The sands brush across her face, soft and warm, granules coating her skin in a glittering layer of pale dust. A few paces before her, two great trunks of dark stone rise higher, higher towards the clear azure sky. Heat from the sun beats down hard, throwing harsh, glaring light onto the ruined, shattered visage that crumbles, half-forgotten in the desert.
But she remembers. She remembers when time was different, when gods walked the Earth and men were beautiful for their mortality. Every breath could be their last; they may yet never again see the sun rise or set upon their warm, dusty land. It truly was a tragically-beautiful time.
Until men fashioned themselves into gods. Until they demanded more and thought they deserved immortality. Oh, how she thought to curse them with that, to watch their world spin and rage and die away, falling ever more irrelevant while they themselves continued on. Only then would they realize what a horror it was to be immortal, to wish yourself away and ended and go on, ever on across the threshold of the world into the dying of the light…
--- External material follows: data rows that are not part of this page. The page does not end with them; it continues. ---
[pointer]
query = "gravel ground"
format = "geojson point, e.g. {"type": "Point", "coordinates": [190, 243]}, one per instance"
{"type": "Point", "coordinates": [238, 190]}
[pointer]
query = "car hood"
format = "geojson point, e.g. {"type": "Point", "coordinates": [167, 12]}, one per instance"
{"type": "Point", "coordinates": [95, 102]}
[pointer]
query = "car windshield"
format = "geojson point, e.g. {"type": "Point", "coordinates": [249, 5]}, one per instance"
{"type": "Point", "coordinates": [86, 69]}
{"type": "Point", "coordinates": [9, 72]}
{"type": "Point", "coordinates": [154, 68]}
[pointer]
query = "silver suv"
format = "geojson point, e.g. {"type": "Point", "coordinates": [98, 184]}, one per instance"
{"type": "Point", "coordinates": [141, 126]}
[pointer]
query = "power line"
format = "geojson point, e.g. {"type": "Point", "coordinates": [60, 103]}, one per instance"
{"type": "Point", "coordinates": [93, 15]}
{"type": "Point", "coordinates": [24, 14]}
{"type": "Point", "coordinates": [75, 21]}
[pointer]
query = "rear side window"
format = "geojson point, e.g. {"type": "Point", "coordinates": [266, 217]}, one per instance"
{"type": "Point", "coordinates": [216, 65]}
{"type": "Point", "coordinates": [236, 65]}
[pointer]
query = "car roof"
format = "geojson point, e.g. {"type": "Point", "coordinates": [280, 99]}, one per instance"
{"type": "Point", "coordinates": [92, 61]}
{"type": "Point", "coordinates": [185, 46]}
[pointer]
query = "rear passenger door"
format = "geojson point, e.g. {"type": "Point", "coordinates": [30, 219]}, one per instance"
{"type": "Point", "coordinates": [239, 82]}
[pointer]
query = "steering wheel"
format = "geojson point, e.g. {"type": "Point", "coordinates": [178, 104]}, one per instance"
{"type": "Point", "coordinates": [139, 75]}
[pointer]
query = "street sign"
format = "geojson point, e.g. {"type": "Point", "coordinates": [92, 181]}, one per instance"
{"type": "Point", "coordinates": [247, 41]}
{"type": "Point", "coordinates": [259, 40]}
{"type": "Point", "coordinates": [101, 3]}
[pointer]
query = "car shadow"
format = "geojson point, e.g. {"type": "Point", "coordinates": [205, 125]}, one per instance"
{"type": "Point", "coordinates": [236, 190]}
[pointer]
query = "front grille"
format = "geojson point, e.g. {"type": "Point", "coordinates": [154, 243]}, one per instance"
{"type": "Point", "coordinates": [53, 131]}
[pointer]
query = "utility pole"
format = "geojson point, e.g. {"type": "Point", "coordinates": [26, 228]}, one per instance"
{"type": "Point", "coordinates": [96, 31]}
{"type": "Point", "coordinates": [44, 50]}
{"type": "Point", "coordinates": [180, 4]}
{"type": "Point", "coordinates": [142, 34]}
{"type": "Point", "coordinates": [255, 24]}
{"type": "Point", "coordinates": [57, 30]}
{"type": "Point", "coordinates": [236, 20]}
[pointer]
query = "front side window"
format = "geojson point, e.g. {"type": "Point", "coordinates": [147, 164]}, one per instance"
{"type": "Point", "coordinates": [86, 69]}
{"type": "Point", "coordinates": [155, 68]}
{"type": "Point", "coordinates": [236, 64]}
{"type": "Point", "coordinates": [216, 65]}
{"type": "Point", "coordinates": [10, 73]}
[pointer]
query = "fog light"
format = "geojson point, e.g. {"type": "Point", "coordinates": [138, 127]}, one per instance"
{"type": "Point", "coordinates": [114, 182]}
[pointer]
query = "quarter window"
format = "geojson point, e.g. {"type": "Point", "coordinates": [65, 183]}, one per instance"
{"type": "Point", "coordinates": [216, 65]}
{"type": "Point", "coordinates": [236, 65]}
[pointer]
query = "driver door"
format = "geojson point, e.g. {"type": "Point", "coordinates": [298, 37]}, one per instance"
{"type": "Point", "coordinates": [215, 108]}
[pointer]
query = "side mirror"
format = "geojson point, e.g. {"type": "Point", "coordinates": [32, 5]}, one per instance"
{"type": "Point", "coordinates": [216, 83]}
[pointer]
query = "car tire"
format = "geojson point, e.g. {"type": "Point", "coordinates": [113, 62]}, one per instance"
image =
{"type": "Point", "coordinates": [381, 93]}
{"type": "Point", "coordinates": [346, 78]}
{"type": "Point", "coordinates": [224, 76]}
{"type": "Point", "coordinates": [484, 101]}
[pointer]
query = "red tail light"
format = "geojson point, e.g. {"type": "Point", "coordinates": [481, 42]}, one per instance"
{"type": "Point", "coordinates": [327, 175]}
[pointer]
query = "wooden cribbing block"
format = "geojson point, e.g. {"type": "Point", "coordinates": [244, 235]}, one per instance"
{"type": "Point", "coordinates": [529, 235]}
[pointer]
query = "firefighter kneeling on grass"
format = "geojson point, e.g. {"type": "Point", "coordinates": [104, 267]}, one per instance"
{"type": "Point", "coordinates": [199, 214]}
Many people wander to the Egyptian treasures of the British Museum to see the famed Rosetta Stone. And while I look at it and marvel that this single slab of rock, covered in script, is the reason we have been able to decipher hieroglyphics, there are other things which seize my attention. There, just to the left stands Ozymandias himself. We may know him better as Rameses II, one of the greatest pharaohs of Egypt, but Percy Shelley immortalized him forever in the hearts of poetry-lovers as Ozymandias. And it is from that poem that this post takes its title.
I am still in a strange emotional state, forcing myself through jet-lag and the roller-coaster ride that is walking through the treasures of Greece, but I made my mum a promise to say hello to the mummies for her. Mummies hold little fascination for me, though I know that my mum has always loved them. I’m more interested in what the Egyptians built (or, rather, had built by slaves) — their monuments and structures are so easily recognizable and their sheer size is enough to marvel at. I look up into the face of Ozymandias and I don’t have to wonder if he knew whether or not he was running out of time. I think the Egyptian pharaohs knew the impact of mortality well-enough, which is why they immortalized themselves in the monuments that were built.
I search for one pharaoh more so than all the others, disappointed and unsurprised when I do not find him. He was labeled the world’s first monotheist — or at least the first ruler to institute a monotheistic state religion. He has been called a visionary, a madman, and a heretic. He was stricken from the records with such thorough diligence, that the world would have forgotten whom he was, just as the Egyptians had intended. They would have stolen the small measure of immortality that he had designed for himself.
I walk past several monuments to his father, Amenhotep III, and there is only one treasure, one piece of the Egyptian past that holds any true mention of Akhenaten…and it is of his absence, of his being stricken from this list of kings. His son achieved modern celebrity, what could have once been called the nouveau immortality before the rapid pace of the Internet age, by being discovered, tomb untouched and forgotten, in the Valley of the Kings. Tutankhamun, born as Tutankhaten; the boy king forever reduced to a glittering golden mask. His father, Akhenaten, was not so lucky, for he was reduced to nothingness, to being forgotten and abandoned, whisked away by the sands of the desert and of time.
I am amazed more at just how long ago the rule of the pharaohs was: the Ancient Greeks would have looked at the Ancient Egyptians the way that we look at the Ancient Greeks. Thousands of years passed by in the sands of Egypt, an entire empire rose and fell before the Greeks became as we remember them today.
Time stops for no one.
I met a traveller from an antique land
Who said: “Two vast and trunkless legs of stone
Stand in the desert. Near them, on the sand,
Half sunk, a shattered visage lies, whose frown,
And wrinkled lip, and sneer of cold command,
Tell that its sculptor well those passions read
Which yet survive, stamped on these lifeless things,
The hand that mocked them and the heart that fed:
And on the pedestal these words appear:
‘My name is Ozymandias, king of kings:
Look on my works, ye Mighty, and despair!’
Nothing beside remains. Round the decay
Of that colossal wreck, boundless and bare
The lone and level sands stretch far away.